Мысль, что Версилов даже и это пренебрег мне сообщить, чрезвычайно поразила меня. «Стало быть, не сказал и матери, может, никому, – представилось мне тотчас же, – вот характер!»

– А разве князь Сокольский в Петербурге? – поразила меня вдруг другая мысль.

– Со вчерашнего дня. Прямо из Берлина, нарочно к этому дню.

Тоже чрезвычайно важное для меня известие. «И он придет сегодня сюда, этот человек, который дал ему пощечину!»

– Ну и что ж, – изменилось вдруг всё лицо князя, – проповедует Бога по-прежнему, и, и… пожалуй, опять по девочкам, по неоперившимся девочкам? Хе-хе! Тут и теперь презабавный наклевывается один анекдот… Хе-хе!

– Кто проповедует? Кто по девочкам?

– Андрей Петрович! Веришь ли, он тогда пристал ко всем нам, как лист: что, дескать, едим, об чем мыслим? – то есть почти так. Пугал и очищал: «Если ты религиозен, то как же ты не идешь в монахи?» Почти это и требовал. Mais quelle ide?e![9 - Но что за мысль! (фр.)] Если и правильно, то не слишком ли строго? Особенно меня любил Страшным судом пугать, меня из всех.

– Ничего этого я не заметил, вот уж месяц с ним живу, – отвечал я, вслушиваясь с нетерпеньем. Мне ужасно было досадно, что он не оправился и мямлил так бессвязно.

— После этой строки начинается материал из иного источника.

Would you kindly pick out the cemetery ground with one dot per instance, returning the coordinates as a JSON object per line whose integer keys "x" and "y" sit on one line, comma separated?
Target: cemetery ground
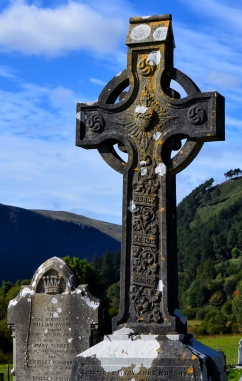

– Это он только не говорит теперь, а поверь, что так. Человек остроумный, бесспорно, и глубокоученый; но правильный ли это ум? Это всё после трех лет его за границей с ним произошло. И, признаюсь, меня очень потряс… и всех потрясал… Cher enfant, j’aime le bon Dieu…[10 - Дорогое дитя, я люблю Боженьку (фр.).] Я верую, верую сколько могу, но – я решительно вышел тогда из себя. Положим, что я употребил прием легкомысленный, но я это сделал нарочно, в досаде, – и к тому же сущность моего возражения была так же серьезна, как была и с начала мира: «Если высшее существо, – говорю ему, – есть, и существует персонально, а не в виде разлитого там духа какого-то по творению, в виде жидкости, что ли (потому что это еще труднее понять), – то где же он живет?» Друг мой, c’e?tait b?te,[11 - это было глупо (фр.).] без сомнения, но ведь и все возражения на это же сводятся. Un domicile[12 - Место жительства (фр.).] – это важное дело. Ужасно рассердился. Он там в католичество перешел.

– Об этой идее я тоже слышал. Наверно, вздор.

– Уверяю тебя всем, что есть свято. Вглядись в него… Впрочем, ты говоришь, что он изменился. Ну а в то время как он нас всех тогда измучил! Веришь ли, он держал себя так, как будто святой, и его мощи явятся. Он у нас отчета в поведении требовал, клянусь тебе! Мощи! En voil? une autre![13 - Вот еще идея! (фр.)] Ну, пусть там монах или пустынник, – а тут человек ходит во фраке, ну, и там всё… и вдруг его мощи! Странное желание для светского человека и, признаюсь, странный вкус. Я там ничего не говорю: конечно, всё это святыня и всё может случиться… К тому же всё это de l’inconnu[14 - из области неведомого (фр.).], но светскому человеку даже и неприлично. Если бы как-нибудь случилось со мной, или там мне предложили, то, клянусь, я бы отклонил. Ну я, вдруг, сегодня обедаю в клубе и вдруг потом – являюсь! Да я насмешу! Всё это я ему тогда же и изложил… Он вериги носил.

Я покраснел от гнева.

– Вы сами видели вериги?

– Я сам не видал, но…

– Так объявляю же вам, что всё это – ложь, сплетение гнусных козней и клевета врагов, то есть одного врага, одного главнейшего и бесчеловечного, потому что у него один только враг и есть – это ваша дочь!